The persistence of CDI is alarming in its breadth and points to the pressing need to identify effective treatment options. As a result, the scientific community has risen to the challenge of developing alternative small molecule and biotherapeutic strategies to combat CDI15. It is evident that anti-difficile agents with low oral bioavailability (to localize the drug at the site of infection) and a narrow antimicrobial spectrum (to minimize collateral damage to the resident gastrointestinal microbiome) are preferable. Hypervirulent C. difficile isolates have been shown to produce toxins (TcdA and TcdB) and spores primarily during the stationary phase of growth4. This sets an impediment because quiescent stationary-phase cells are especially resilient to antimicrobial chemotherapy16. An emerging strategy to combat refractory C. difficile is to target the vulnerability of its membrane.
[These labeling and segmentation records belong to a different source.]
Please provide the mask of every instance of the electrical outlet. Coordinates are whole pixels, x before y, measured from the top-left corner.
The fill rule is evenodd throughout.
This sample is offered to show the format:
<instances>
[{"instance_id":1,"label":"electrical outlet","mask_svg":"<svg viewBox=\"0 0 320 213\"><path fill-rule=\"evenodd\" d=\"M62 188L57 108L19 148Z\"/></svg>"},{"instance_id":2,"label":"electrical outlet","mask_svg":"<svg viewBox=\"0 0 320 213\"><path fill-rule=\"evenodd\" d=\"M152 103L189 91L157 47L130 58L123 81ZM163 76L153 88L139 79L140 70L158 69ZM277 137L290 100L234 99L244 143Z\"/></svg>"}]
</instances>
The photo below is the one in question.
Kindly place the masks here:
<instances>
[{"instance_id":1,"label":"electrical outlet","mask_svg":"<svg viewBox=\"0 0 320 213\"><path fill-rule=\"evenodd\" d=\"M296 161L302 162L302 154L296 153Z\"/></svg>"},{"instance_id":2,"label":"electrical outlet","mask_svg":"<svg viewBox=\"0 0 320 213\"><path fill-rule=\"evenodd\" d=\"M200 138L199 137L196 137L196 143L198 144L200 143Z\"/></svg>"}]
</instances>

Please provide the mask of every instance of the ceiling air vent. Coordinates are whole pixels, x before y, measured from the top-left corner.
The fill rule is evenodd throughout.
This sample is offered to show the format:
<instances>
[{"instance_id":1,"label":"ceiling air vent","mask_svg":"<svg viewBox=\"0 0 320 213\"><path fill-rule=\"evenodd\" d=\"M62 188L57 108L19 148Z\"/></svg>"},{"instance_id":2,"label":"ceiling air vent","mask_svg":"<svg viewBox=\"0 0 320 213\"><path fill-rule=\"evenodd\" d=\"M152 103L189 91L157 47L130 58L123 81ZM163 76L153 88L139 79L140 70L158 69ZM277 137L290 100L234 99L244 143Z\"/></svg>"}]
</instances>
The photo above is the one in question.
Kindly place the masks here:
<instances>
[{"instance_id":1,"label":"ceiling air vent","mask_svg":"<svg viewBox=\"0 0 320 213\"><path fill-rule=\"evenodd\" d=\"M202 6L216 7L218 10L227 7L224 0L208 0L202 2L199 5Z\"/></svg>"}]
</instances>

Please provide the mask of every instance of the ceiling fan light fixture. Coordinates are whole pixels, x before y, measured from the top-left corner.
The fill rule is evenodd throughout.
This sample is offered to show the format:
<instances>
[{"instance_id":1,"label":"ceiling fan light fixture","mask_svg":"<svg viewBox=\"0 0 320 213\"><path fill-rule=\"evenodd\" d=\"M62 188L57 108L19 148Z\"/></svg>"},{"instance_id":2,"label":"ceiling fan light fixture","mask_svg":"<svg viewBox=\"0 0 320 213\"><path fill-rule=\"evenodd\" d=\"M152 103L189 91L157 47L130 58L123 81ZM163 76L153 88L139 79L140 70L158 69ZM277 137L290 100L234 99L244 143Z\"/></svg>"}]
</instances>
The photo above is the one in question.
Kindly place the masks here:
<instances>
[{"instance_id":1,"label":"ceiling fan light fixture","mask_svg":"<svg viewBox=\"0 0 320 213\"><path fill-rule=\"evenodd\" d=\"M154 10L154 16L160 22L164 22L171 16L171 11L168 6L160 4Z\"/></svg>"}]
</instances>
The clinical relevance of this approach lies in the importance of the microbial membrane in both metabolizing and non-growing cells and the associated cellular effects that could limit the likelihood of bacteria to develop resistance17. Indeed, membrane-active agents have demonstrated potential in eliminating stationary-phase C. difficile cells, which subsequently led to a substantial decrease in toxin production and sporulation16,18,19.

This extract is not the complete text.